ROA,dan tingkat pengembalian ekuitas, secara positif terkait dengan aktivitas kinerja sosial

perusahaan yang diukur menggunakan indeks KLD menggunakan data perusahaan Korea, Kim

(2009) menunjukkan bahwa nilai perusahaan yang melakukan aktivitas CSR lebih tinggi. Dia

berpendapat bahwa, meski CSR kegiatan menghasilkan biaya dalam jangka pendek,

meningkatkan reputasi perusahaan,meningkatkan penjualan, dan menurunkan biaya dalam

jangka panjang.

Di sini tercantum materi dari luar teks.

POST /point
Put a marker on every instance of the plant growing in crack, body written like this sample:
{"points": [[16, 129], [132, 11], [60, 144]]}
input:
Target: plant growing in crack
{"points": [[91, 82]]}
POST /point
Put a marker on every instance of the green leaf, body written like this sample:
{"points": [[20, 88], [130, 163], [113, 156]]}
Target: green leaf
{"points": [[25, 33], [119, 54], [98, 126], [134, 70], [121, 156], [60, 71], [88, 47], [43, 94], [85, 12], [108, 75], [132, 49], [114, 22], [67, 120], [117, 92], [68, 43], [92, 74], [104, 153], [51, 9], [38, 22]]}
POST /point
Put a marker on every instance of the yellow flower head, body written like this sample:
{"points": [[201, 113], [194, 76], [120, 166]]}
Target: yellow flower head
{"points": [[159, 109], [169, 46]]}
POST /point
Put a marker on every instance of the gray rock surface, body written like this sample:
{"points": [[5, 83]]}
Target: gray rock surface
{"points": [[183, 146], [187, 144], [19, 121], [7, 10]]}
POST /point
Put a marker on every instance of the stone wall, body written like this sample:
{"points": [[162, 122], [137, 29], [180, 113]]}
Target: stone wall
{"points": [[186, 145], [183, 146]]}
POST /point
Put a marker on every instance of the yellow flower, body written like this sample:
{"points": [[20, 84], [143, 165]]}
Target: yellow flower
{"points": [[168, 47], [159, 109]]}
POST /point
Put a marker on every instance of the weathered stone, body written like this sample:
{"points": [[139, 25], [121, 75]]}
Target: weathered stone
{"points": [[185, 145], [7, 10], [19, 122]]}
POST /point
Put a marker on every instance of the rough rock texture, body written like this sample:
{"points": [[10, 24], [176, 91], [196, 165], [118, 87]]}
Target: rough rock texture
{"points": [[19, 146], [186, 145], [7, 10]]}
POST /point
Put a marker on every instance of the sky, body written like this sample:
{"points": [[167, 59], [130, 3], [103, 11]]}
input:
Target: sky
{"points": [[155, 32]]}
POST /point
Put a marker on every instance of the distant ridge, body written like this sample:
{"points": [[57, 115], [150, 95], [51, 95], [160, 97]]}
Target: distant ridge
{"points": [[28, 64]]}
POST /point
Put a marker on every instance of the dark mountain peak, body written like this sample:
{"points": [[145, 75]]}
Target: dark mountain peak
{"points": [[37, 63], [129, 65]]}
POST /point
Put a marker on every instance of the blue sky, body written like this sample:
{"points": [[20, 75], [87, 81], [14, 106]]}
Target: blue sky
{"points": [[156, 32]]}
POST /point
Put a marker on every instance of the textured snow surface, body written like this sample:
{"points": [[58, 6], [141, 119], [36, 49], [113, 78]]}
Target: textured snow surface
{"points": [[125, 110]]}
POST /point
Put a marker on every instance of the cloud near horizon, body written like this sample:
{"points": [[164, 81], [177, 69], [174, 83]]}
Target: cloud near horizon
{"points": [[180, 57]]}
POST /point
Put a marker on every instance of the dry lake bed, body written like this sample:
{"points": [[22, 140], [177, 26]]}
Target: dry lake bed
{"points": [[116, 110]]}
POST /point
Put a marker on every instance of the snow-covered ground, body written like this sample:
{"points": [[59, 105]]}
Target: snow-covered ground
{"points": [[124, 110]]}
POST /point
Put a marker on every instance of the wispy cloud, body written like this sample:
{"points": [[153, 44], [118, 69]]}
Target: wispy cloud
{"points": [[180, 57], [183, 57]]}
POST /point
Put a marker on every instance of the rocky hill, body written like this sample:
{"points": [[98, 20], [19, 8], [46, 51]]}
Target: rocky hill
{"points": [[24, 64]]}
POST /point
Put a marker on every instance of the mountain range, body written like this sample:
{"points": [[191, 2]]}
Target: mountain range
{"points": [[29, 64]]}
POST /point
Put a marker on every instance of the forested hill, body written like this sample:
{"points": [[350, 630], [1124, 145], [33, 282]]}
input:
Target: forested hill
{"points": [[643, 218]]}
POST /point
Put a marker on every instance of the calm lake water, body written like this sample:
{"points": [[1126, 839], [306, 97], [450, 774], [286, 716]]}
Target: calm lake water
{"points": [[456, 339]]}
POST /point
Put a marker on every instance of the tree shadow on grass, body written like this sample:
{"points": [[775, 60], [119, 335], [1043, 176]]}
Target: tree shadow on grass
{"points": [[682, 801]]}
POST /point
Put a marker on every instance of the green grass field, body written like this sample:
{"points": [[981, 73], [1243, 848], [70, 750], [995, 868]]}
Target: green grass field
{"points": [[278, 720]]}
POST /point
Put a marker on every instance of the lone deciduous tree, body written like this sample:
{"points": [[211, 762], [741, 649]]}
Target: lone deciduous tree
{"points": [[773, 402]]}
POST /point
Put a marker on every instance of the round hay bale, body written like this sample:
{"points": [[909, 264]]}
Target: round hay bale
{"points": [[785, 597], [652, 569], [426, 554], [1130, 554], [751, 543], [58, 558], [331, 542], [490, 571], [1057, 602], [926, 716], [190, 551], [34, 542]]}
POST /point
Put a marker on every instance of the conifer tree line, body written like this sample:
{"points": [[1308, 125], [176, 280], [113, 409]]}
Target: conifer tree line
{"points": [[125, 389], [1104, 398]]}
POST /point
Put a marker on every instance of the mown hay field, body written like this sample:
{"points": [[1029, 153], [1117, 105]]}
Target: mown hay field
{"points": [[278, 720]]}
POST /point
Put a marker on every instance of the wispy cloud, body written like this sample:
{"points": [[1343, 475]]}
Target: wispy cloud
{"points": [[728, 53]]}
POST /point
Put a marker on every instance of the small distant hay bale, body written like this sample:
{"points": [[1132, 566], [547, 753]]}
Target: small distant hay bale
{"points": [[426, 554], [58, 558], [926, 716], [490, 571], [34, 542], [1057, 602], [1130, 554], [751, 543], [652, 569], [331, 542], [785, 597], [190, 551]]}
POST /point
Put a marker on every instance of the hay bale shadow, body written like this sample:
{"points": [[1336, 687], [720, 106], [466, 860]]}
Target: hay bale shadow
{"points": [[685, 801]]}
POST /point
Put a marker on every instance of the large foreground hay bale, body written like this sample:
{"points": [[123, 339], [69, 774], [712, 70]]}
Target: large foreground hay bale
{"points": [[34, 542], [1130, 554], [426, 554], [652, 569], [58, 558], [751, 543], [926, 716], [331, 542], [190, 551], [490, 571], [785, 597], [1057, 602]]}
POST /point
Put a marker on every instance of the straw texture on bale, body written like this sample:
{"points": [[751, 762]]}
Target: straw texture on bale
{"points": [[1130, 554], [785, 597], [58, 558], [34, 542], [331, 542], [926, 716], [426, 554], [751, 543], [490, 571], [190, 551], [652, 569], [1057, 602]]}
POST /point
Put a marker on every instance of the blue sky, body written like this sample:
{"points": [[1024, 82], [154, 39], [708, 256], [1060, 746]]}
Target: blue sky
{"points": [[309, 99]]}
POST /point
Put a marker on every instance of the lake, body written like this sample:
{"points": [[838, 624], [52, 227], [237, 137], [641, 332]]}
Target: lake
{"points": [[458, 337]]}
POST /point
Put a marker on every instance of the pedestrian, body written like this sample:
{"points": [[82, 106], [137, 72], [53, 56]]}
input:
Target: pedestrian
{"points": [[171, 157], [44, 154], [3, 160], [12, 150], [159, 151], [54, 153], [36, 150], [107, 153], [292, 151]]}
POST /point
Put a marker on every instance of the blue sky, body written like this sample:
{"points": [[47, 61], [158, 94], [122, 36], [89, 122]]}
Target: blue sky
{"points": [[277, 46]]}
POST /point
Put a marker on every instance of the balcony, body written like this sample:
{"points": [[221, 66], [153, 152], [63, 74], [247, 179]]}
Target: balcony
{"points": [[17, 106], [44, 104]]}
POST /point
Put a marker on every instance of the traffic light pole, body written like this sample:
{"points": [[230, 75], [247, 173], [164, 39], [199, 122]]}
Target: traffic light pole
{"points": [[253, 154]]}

Sebaliknya, klaim telah dibuat bahwa aktivitas CSR berpengaruh negatif

terhadap kinerja keuangan perusahaan. Bragdon dan Marlin (1972) berpendapat bahwa CSR

perusahaan kegiatan memiliki dampak buruk pada persaingan karena peningkatan perusahaan

'biaya dibandingkan dengan pesaing. Vance (1975) mengukur kinerja keuangan perusahaan

dengan menggunakan persentase perubahan harga saham dan ukurannya CSR menggunakan

peringkat tanggung jawab sosial Milton Moskowitz. Dia menemukan bahwa harga saham

korporat dengan tingkat CSR yang lebih tinggi sebenarnya lebih rendah. Tambahan biaya yang

dikeluarkan untuk memenuhi tanggung jawab sosial menurunkan keuntungan perusahaan.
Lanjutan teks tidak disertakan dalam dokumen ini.